I had to change the recur of the Escrower to the generator type in HIO instead of returning True:
while True:
self.kvy.processEscrows()
self.kvy.processEscrowDelegables()
self.rgy.processEscrows()
self.rvy.processEscrowReply()
if self.tvy is not None:
self.tvy.processEscrows()
self.exc.processEscrow()
self.vry.processEscrows()
self.registrar.processEscrows()
self.credentialer.processEscrows()
yield self.tock
And passing a tock value to scoobiDo
in keripy: https://github.com/cardano-foundation/keripy/commit/bb98bbe4e5597c300e9c682863fa21400ce7b163
Question is what tock value to set. It would be nice if we could pick these up from some config so that production KERIA can have higher tock rates than say integration tests for Signify-TS.
While adjusting the tock values seem to be a good way to address runaway escrow message processing it doesn't seem to solve the core issue which is the reprocessing of the unverified event.
The error you saw, @rubelhassan, is something I have seen as well:
keri: Kevery unescrow attempt failed: Unverified end role reply.
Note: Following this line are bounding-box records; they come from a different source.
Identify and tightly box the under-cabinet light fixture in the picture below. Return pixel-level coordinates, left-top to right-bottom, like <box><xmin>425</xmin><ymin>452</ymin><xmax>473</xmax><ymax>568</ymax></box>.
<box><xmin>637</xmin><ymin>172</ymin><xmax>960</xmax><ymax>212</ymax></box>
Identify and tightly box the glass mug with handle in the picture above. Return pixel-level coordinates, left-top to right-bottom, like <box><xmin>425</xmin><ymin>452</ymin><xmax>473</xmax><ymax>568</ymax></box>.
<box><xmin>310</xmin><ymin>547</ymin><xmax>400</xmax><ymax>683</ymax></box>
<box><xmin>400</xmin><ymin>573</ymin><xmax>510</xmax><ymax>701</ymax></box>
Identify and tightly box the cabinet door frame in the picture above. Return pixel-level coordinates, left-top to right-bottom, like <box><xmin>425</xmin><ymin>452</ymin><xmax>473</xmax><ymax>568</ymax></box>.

This is something I have seen before when running things locally. It has to do with the BADA-RUN logic on accepting the reply message for adding or removing a witness. I will open a bug in KERIpy to address this.
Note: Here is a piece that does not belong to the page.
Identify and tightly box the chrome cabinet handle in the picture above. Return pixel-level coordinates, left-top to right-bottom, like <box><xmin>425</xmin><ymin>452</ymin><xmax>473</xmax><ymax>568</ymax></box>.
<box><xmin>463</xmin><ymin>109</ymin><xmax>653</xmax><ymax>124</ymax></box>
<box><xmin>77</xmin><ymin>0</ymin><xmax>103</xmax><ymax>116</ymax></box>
After running KERIA for some hours on my local machine, I notice it running at 60-100%, even if I am not doing any active work with it. This has been a problem since the start, but I have not been able to find a consistent reproduction.
Here is a link to discussion in discord: https://discord.com/channels/1148629222647148624/1148734044545228831/1214946723936338003
I could not find any related issue in the list. Creating this for visibility so people can add their findings or "+1s" if anyone else is experiencing this.